Published time: October 02, 2013 03:23

AFP Photo / Darren Hauck

US government employees whose job it is to examine and classify American secrets average more than two mistakes per document, in part because of inadequate training and other factors, according to a formal, internal review by the US Department of Justice.

The September audit by the Justice Department’s inspector general
sought to determine if the government’s tendency to over-classify
documents actually hurts the very national security it purports
to protect.

Published Monday, the report found 357 total marking errors
within 141 documents.

The overview was inspired in part by the September 11, 2001
Commission Report, which described how the tragedy could have
been averted if intelligence agencies were not reluctant to share
information with each other. Congress, building off that
recommendation, later passed the Reduced Over-Classification Act
of 2010. The law called for greater cooperation with “public
access to information
” and between federal agencies.

The audit described a plethora of documents that were missing
instructions describing how its contents should be declassified.
Furthermore, a number of marking errors were discovered that has
hampered the cooperation and transparency Congress requested.

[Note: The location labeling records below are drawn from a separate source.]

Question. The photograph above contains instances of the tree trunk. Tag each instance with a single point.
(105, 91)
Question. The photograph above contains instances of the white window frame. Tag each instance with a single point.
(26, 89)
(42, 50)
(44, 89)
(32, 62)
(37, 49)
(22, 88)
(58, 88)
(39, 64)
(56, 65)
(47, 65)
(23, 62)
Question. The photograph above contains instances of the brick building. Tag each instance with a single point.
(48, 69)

Some of these marking errors included missing, incomplete, or
incorrect classification blocks, source references, portion
markings, dissemination markings, and declassification
instructions
,” the report states. “Department of Justice
component officials generally agreed with our findings that some
information in certain documents should not have been classified
and that the markings on many documents were not accurate
.”

One example explained how an FBI employee classified a terrorist
watch list, a document that should be available to the public.
The employee in question told inspector general Michael Horowitz
that he “was following previous work experience practices from
another Intelligence Community agency
,” thought to be the
Central Intelligence Agency (CIA).

Despite this incident and more than a hundred like it, the
inspector general wrote that he “did not find indications of
widespread misclassifications
.” However, it “did identify
deficiencies with the implementation of the Department of
Justice’s classification program, including persistent
misunderstanding and lack of knowledge of certain classification
processes by officials within Justice Department components
.”

The latest report could have implications for alleviating the
burden of the Freedom of Information Act (FOIA) disclosure
requests for unreleased information. According to the Department
of Justice, its FOIA system received and processed 63,000 FOIA
requests in 2011, representing a five percent increase from the
year prior. The number of backlogged requests that year increased
from 70,000 to over 83,000 even as the federal government
increased full-time staff to process disclosure requests.